# Triple stacked 125 stand



## ldregz (Jun 25, 2013)

I am interested to see if anyone has built anything like this in the past? I'm sure I would have to use 4x4 for the main supports and possibly 2x6 in some places. Thanks!


----------



## VernonBean (Feb 18, 2013)

I would definitely like to see that.


----------



## CrypticLifeStyle (Dec 14, 2009)

Might just be cheaper to buy a commercial/industrial storage rack?


----------



## k7gixxerguy (Jan 12, 2012)

I hope that this would be sitting on concrete or something very heavily reinforced.
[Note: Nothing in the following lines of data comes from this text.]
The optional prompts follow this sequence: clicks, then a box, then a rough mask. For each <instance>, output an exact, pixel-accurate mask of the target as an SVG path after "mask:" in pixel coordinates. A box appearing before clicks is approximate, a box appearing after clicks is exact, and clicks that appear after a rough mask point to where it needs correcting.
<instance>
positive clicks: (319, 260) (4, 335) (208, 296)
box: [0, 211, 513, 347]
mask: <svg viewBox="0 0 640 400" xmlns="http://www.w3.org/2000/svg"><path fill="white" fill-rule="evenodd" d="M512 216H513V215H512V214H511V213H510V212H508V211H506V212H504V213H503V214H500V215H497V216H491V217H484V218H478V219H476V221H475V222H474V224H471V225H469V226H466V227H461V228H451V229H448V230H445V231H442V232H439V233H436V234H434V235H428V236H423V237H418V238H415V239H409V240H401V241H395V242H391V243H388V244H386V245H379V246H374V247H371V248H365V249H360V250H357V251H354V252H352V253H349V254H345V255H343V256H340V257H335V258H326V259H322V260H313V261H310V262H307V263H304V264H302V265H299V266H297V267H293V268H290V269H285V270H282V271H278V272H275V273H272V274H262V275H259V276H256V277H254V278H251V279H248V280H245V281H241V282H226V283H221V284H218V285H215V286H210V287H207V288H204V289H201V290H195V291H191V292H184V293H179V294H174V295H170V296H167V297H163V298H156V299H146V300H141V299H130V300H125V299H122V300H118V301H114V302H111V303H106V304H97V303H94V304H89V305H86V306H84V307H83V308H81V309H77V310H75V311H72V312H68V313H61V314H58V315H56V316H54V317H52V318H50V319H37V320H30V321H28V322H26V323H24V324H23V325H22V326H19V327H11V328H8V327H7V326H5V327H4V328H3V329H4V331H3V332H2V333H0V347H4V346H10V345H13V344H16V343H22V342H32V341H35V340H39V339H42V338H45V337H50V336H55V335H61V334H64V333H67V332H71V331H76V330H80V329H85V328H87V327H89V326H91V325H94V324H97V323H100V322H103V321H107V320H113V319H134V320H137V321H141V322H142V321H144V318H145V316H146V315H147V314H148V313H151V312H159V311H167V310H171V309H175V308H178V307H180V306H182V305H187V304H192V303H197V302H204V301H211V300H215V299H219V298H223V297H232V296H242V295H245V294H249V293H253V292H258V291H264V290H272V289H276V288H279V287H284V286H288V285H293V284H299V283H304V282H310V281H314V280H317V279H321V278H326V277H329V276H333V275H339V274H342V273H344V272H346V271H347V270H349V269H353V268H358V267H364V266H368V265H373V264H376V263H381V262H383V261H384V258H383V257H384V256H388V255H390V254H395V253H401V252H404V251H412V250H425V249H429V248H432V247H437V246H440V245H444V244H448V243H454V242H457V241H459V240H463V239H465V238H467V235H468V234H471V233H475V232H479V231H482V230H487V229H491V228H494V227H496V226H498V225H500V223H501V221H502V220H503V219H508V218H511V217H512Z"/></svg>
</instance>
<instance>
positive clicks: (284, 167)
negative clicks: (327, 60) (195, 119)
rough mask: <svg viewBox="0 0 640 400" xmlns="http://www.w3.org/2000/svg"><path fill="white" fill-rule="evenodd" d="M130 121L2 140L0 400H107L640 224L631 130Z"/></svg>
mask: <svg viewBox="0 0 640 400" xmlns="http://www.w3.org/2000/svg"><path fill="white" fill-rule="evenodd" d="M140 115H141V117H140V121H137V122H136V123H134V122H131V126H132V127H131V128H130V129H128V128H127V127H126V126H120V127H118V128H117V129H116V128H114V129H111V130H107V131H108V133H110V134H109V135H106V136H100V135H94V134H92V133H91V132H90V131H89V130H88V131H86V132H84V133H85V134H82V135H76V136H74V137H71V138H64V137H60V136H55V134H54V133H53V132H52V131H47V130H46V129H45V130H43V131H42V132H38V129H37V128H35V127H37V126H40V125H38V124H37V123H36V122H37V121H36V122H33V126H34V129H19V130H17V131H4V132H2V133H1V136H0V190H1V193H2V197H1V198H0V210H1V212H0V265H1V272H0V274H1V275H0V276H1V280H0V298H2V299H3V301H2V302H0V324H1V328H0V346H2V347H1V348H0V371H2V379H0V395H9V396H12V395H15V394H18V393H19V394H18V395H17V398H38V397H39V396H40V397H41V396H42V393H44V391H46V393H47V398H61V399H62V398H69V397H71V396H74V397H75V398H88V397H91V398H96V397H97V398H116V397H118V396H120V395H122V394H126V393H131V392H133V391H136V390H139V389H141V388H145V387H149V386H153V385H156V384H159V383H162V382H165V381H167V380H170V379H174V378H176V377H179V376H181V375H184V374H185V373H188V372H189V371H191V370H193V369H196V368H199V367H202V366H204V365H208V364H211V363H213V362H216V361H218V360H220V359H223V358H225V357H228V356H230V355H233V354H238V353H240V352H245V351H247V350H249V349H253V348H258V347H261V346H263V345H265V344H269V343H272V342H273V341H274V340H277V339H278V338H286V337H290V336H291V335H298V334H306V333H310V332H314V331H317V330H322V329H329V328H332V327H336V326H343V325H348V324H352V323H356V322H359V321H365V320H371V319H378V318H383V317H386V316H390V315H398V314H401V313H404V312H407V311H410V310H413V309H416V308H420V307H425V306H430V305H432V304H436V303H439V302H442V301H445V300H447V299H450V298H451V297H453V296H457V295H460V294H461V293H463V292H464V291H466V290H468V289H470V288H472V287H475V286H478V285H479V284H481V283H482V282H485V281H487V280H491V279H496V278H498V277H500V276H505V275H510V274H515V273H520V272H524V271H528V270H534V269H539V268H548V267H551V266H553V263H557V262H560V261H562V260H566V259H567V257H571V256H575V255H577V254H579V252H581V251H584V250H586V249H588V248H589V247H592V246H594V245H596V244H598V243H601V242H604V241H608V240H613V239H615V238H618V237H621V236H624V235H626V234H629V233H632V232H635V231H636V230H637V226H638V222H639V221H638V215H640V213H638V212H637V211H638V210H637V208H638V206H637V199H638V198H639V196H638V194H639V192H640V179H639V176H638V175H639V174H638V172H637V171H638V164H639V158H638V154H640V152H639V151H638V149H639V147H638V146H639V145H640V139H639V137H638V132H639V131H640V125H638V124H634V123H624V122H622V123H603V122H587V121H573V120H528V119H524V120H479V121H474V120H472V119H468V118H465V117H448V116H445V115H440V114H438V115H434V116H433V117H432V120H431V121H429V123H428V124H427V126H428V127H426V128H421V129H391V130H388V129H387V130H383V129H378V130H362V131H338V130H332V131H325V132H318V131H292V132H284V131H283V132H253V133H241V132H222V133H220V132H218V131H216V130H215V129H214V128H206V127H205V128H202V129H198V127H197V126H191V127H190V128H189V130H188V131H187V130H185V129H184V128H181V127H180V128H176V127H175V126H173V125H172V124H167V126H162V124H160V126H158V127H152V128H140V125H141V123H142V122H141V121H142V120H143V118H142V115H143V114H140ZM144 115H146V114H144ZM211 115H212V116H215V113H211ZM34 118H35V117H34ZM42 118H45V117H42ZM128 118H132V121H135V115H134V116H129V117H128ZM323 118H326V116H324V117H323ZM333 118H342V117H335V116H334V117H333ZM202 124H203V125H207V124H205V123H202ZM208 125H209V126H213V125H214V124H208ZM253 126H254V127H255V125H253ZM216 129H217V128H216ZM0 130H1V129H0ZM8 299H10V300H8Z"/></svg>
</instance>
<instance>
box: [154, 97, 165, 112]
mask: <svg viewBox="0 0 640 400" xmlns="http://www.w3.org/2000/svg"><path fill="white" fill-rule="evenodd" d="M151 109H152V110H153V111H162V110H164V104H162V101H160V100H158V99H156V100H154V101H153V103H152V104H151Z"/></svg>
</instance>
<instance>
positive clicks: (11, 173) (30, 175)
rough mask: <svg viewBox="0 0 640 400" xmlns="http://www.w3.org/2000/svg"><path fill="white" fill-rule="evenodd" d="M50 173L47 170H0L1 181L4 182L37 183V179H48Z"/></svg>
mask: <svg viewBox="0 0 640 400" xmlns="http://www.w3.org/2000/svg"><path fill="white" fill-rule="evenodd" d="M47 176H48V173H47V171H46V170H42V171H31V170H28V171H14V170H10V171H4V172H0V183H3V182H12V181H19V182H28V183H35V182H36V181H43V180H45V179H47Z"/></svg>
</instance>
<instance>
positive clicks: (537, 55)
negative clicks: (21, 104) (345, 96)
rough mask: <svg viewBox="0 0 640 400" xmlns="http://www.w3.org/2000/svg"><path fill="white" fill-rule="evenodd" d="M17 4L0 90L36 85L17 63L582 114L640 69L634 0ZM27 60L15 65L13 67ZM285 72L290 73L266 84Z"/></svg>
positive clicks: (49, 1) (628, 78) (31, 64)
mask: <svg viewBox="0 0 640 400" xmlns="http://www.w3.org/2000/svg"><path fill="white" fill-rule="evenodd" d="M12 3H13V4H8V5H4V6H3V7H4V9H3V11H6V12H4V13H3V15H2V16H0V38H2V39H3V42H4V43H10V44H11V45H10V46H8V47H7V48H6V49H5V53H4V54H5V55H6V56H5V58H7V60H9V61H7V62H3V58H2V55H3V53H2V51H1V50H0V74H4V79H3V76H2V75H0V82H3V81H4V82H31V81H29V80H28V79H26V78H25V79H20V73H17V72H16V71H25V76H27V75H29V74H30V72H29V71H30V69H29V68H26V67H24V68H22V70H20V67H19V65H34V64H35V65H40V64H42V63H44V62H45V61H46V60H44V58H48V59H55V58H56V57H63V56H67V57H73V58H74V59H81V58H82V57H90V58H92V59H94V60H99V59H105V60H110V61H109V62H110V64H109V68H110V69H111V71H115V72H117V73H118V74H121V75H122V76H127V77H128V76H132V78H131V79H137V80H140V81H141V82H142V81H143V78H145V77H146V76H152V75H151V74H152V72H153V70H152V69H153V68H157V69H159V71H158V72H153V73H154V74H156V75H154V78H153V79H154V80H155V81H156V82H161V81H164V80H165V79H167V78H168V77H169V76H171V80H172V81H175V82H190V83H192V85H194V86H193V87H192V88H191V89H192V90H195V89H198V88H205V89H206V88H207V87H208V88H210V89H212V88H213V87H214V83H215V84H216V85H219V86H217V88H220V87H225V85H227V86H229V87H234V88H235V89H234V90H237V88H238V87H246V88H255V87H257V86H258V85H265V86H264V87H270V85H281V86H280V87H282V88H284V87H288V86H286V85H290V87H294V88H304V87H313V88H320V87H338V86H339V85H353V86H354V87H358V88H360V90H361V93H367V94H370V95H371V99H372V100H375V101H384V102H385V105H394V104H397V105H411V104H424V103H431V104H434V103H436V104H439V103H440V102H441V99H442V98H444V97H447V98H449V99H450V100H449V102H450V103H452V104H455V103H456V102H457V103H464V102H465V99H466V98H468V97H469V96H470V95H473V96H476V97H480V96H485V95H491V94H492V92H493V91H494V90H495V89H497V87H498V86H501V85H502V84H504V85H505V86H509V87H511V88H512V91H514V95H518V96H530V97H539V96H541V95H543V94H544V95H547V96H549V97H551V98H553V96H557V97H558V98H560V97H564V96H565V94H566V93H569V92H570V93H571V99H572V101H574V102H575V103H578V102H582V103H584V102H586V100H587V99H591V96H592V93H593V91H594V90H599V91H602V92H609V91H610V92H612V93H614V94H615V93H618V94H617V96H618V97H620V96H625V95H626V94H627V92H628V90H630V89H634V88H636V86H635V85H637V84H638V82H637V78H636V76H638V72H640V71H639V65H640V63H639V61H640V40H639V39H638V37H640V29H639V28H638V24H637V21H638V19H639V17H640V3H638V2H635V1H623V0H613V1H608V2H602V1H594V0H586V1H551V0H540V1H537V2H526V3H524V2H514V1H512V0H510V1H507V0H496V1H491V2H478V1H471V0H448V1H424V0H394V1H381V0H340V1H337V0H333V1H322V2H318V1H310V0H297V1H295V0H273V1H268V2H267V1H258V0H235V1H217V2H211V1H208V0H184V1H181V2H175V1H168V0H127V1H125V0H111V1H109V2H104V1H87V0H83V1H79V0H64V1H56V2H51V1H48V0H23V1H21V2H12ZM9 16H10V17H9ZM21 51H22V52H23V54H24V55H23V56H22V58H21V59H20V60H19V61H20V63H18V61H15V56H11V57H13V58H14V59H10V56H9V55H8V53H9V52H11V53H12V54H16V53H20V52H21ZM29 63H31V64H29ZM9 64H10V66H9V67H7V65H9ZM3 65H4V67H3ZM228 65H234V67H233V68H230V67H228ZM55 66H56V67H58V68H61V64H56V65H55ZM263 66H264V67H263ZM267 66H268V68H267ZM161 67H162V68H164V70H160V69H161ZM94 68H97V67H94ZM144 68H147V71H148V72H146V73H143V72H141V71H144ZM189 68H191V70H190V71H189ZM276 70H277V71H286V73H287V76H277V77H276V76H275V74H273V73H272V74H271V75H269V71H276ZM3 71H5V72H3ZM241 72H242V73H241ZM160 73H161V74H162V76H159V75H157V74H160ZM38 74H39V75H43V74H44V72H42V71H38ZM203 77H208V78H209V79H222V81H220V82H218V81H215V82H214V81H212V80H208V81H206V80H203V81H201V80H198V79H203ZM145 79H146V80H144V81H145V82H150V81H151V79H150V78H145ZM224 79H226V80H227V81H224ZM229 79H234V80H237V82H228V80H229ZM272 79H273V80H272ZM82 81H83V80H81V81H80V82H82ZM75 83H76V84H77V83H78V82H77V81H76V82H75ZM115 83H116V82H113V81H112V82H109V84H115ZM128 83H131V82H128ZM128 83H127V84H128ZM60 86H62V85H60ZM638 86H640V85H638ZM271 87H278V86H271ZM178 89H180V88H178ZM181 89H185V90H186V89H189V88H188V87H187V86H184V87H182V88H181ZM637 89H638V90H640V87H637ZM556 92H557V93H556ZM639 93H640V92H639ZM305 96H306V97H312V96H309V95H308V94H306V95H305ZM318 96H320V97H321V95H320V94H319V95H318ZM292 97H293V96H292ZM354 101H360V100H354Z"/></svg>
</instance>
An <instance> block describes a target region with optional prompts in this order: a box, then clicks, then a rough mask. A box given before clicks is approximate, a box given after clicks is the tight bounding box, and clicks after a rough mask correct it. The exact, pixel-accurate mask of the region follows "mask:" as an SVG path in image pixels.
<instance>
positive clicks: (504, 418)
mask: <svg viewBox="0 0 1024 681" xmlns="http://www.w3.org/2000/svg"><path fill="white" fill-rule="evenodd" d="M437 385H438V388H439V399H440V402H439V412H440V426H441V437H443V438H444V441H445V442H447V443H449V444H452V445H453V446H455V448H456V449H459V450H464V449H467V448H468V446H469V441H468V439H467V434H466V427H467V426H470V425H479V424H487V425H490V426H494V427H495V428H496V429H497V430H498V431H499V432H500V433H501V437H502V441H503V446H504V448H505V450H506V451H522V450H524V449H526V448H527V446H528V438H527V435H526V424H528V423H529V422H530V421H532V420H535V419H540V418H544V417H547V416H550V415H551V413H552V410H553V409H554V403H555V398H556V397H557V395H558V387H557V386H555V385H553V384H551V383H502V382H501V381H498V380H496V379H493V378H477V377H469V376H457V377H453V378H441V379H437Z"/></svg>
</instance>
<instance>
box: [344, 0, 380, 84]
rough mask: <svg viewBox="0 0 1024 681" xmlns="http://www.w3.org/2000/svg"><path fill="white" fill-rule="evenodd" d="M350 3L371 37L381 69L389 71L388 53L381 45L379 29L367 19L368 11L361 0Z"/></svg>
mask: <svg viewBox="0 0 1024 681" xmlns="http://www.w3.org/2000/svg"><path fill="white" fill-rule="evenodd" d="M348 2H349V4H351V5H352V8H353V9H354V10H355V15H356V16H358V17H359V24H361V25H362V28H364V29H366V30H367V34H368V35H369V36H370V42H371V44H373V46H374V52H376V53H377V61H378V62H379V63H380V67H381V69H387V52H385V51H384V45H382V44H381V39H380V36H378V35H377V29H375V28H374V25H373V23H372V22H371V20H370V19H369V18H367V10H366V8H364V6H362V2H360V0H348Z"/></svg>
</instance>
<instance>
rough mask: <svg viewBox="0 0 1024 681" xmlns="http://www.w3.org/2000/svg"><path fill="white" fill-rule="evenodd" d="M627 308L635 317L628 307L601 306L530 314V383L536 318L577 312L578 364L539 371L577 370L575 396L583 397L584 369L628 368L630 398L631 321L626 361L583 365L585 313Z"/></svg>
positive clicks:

Thats a lot of weight not in a lot of area.


----------



## Wolfie212 (May 11, 2012)

i just built a 2x6 stand that would hold 3 125's and it does not have vertical support in middle to block view. i notched the 2x6's and screwed in the horizontal boards then i put cross braces at 24" only problem is height. if your like me and put in basement you just dont have the height available using 2x6's so i staggered my bottom tank out so I could just open front part of lid. then i left only five inches between 2nd tank and top shelf which still did not give me enough room for a third 125 so I just put all 7 10 gallons across the top. plenty sturdy i also anchored it to the wall so it don't move.


----------



## Jaffy (Jul 10, 2010)

I had a stand built by lfs, it's welded 1 inch square tubing, it has spots for 3 125s with the lower ones sticking out about 8 inches from the tank above it.


----------